Recently, we had a requirement where there are more that 100,000 xml files and all of them needed modification of particular data in the xml. Simple perl command would do the job but perl was not installed on the machine where the files are located. Hence I wrote a small C# code to do the job.
private static void ModifyXML(string[] args)
{
Stopwatch sw = new Stopwatch();
sw.Start();
string path = @args[0];
string opath = @args[1];
string token = "value_date=\"20121130\"";
string target = "value_date=\"20121019\"";
Parallel.ForEach(Directory.EnumerateFiles(path), (file) =>
{
StringBuilder sb = new StringBuilder(File.ReadAllText(file));
sb.Remove(0, 55);
sb.Replace(token, target);
var filename = file.Split(new char[] { '\\' }).Last();
File.WriteAllText(string.Format("{0}\\{1}", opath, filename), sb.ToString());
});
TimeSpan ts = sw.Elapsed;
Console.WriteLine("Took {0} secs", ts.TotalSeconds);
}
I decided to implement C++ version. It turned out that the C++ version was not significantly faster than C# version. In ran both versions sevaral times.In fact, it's as fast as C# version during some of the runs.

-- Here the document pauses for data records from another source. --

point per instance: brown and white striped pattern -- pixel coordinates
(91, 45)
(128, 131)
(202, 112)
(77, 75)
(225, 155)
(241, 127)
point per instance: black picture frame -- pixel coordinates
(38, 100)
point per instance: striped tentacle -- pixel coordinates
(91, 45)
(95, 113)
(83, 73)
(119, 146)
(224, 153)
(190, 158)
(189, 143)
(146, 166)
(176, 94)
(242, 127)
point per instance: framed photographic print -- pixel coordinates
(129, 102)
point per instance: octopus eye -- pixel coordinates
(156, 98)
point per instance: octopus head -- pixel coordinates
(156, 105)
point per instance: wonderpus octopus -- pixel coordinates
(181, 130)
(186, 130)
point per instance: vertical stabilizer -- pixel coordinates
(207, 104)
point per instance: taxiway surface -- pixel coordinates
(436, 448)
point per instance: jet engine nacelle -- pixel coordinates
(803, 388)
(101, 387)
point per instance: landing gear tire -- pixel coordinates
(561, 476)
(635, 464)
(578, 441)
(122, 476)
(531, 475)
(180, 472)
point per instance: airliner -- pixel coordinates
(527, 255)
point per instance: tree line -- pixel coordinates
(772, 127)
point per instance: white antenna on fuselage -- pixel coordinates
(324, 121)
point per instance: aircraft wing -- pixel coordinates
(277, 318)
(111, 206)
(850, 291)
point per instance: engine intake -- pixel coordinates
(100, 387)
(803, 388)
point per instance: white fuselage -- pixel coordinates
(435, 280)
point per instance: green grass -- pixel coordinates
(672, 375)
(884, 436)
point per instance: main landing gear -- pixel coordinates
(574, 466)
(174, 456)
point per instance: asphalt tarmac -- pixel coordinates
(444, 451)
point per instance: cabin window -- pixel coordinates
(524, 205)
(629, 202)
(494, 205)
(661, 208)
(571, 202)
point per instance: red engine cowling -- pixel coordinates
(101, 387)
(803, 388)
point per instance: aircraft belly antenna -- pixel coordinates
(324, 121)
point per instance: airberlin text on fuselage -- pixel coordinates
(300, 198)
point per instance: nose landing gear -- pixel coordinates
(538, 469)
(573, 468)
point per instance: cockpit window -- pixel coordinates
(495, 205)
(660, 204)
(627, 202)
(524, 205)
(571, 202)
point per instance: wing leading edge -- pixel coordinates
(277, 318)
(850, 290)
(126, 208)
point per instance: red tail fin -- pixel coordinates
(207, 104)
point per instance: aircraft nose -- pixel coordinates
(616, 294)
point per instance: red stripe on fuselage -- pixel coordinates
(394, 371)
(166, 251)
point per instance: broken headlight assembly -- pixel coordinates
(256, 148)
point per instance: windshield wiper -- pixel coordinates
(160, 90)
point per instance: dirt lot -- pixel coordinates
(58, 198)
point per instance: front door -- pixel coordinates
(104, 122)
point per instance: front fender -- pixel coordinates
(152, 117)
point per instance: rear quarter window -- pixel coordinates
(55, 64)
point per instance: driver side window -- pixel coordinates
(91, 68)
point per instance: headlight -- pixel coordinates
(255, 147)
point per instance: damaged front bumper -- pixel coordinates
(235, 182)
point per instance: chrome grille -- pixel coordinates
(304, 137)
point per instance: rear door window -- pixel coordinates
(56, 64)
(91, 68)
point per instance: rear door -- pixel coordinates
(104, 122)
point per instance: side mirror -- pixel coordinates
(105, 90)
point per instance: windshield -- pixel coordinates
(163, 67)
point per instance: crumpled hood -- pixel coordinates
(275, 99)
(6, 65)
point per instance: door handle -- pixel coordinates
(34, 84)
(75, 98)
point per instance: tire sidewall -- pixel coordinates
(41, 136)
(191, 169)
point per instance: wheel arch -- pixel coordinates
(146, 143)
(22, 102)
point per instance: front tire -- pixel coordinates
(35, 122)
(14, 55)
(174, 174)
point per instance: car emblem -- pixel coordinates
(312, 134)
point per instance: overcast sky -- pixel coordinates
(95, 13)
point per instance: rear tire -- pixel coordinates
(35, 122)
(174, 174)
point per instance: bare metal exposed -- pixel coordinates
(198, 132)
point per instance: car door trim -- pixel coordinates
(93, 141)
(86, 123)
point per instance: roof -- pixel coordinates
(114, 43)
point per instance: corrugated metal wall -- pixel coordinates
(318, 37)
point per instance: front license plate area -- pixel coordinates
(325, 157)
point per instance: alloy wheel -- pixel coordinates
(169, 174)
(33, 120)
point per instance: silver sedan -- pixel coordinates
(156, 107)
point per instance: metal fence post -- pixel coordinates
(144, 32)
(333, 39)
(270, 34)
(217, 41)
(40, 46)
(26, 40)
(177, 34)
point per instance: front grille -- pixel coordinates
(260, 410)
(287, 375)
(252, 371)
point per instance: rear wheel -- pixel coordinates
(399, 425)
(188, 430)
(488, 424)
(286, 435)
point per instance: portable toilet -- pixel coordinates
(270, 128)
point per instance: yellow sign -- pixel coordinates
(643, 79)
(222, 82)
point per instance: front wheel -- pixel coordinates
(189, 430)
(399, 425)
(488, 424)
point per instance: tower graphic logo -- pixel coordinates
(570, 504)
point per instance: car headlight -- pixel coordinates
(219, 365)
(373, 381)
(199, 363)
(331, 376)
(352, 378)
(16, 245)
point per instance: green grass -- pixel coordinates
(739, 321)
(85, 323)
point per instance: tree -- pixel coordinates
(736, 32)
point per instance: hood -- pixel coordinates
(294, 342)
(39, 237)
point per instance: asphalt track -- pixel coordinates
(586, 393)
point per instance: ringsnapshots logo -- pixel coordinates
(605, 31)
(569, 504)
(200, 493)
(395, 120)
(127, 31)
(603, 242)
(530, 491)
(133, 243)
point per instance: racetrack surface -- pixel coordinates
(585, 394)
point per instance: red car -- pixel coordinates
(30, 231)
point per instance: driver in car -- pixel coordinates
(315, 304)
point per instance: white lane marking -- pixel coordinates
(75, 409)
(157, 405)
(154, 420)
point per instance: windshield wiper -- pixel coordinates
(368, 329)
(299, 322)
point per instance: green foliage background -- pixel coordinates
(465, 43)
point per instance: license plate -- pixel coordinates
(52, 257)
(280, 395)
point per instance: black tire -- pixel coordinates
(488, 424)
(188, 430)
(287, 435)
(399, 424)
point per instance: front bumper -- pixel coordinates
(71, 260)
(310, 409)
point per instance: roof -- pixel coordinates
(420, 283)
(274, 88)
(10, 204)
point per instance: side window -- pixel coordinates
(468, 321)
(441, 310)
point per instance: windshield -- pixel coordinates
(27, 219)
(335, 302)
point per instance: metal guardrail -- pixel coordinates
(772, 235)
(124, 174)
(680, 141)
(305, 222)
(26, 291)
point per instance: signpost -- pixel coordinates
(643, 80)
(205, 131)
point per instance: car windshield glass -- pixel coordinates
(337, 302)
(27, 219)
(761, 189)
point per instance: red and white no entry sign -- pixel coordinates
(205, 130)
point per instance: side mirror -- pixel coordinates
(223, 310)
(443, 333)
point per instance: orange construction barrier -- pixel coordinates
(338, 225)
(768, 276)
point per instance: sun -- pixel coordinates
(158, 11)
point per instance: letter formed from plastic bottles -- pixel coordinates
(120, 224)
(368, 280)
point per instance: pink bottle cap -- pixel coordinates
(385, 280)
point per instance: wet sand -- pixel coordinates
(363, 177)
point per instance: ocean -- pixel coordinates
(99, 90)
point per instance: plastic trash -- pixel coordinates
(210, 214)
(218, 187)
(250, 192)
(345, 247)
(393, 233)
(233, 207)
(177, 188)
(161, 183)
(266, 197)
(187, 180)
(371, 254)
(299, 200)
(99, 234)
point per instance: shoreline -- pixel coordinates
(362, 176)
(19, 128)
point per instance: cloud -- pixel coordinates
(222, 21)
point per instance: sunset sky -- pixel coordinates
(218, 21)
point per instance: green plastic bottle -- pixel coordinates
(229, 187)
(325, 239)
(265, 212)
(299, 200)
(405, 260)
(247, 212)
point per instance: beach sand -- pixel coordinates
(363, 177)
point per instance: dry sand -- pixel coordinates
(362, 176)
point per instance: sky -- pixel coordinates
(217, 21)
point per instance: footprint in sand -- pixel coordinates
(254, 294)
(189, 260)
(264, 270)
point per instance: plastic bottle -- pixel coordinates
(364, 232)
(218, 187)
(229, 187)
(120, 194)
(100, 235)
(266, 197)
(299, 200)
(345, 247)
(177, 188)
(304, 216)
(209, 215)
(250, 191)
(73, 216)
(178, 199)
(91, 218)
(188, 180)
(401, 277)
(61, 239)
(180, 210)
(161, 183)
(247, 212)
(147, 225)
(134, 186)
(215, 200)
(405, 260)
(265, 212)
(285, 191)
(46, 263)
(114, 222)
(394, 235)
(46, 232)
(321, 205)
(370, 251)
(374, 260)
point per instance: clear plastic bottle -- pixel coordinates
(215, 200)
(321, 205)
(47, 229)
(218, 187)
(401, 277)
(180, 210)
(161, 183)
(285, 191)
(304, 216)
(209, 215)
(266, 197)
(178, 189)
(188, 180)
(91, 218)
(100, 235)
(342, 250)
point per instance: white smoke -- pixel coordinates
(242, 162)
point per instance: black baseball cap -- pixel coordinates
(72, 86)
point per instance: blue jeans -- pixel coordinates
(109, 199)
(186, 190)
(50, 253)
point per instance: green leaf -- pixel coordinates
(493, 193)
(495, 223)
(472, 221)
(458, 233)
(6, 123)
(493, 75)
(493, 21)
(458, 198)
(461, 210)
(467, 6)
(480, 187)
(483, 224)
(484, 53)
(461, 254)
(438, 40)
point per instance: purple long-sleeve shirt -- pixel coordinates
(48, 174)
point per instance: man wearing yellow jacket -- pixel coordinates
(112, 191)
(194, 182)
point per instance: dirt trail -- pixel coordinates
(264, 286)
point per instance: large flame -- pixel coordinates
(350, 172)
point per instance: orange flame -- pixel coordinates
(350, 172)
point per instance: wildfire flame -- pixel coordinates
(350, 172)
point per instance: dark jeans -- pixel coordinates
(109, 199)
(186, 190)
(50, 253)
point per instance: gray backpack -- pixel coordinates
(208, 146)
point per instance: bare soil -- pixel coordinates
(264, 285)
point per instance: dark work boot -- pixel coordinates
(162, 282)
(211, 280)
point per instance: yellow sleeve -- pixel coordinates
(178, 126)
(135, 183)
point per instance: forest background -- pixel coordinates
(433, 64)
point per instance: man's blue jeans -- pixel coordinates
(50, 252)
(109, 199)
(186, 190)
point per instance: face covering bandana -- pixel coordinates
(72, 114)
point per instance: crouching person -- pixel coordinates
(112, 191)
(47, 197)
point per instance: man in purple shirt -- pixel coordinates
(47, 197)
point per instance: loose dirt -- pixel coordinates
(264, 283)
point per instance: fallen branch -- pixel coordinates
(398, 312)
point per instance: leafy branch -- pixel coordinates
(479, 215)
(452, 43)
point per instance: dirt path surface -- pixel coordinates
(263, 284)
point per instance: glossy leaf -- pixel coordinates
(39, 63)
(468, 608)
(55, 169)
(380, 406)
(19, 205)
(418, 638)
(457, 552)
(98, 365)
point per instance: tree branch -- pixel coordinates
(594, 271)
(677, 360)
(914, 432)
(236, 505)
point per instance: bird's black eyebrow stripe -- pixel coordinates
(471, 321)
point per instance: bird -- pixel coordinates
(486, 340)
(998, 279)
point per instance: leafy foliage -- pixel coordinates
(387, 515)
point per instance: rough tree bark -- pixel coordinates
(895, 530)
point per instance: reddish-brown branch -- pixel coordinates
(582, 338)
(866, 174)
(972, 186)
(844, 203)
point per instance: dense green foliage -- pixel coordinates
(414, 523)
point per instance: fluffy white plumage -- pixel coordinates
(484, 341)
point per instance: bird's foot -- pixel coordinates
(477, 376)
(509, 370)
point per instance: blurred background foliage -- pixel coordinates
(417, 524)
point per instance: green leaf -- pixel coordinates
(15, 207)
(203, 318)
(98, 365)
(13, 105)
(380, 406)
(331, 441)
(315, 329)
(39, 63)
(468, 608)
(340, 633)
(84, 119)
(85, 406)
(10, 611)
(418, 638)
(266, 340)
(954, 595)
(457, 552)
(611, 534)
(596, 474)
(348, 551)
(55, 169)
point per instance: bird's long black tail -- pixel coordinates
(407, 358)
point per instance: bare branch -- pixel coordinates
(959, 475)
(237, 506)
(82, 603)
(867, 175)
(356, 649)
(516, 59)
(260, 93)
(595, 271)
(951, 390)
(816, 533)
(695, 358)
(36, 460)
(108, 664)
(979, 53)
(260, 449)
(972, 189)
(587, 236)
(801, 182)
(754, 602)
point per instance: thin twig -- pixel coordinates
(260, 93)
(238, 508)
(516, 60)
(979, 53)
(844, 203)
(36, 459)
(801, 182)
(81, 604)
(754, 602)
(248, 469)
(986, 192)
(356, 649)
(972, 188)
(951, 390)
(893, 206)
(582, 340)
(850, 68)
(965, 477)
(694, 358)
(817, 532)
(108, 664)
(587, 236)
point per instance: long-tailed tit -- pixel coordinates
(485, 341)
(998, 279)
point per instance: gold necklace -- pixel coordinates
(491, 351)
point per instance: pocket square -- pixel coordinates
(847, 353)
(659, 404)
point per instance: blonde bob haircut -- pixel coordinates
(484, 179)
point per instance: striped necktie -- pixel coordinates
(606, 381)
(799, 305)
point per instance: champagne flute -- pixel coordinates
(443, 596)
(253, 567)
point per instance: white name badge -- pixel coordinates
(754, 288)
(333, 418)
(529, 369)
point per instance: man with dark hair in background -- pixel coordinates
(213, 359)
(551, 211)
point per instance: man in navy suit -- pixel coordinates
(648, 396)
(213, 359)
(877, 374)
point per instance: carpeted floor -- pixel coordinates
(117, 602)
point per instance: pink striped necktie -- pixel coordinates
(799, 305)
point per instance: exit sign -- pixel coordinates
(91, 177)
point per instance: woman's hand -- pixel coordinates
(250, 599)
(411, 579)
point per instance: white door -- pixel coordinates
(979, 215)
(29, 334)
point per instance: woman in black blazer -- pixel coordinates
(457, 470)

For C# I used .NET 4.0 and for C++ it's VC10.
void FileHandling(std::string src, std::string dest)
{
namespace fs = boost::filesystem;
auto start = boost::chrono::system_clock::now();
string token = "value_date=\"20121130\"";
string target = "value_date=\"20121019\"";
fs::directory_iterator end_iter;
fs::directory_iterator dir_itr(src);
vector<fs::path> files;
files.insert(files.end(), dir_itr, end_iter);
string dest_path = dest + "\\";
parallel_for_each(files.begin(), files.end(), [=](const fs::path& filepath)
{
ifstream inpfile (filepath.generic_string());
string line;
line.insert(line.end(), istreambuf_iterator<char>(inpfile), istreambuf_iterator<char>());
line.erase(0, 55);
auto index = line.find(token, 0);
if (index != string::npos)
{
line.replace(index, token.size(), target);
}
ofstream outfile(dest_path + filepath.filename().generic_string());
outfile << line;
});
boost::chrono::duration<double> finish = boost::chrono::system_clock::now() - start;
std::cout << "Took " << finish.count() << " secs\n";
}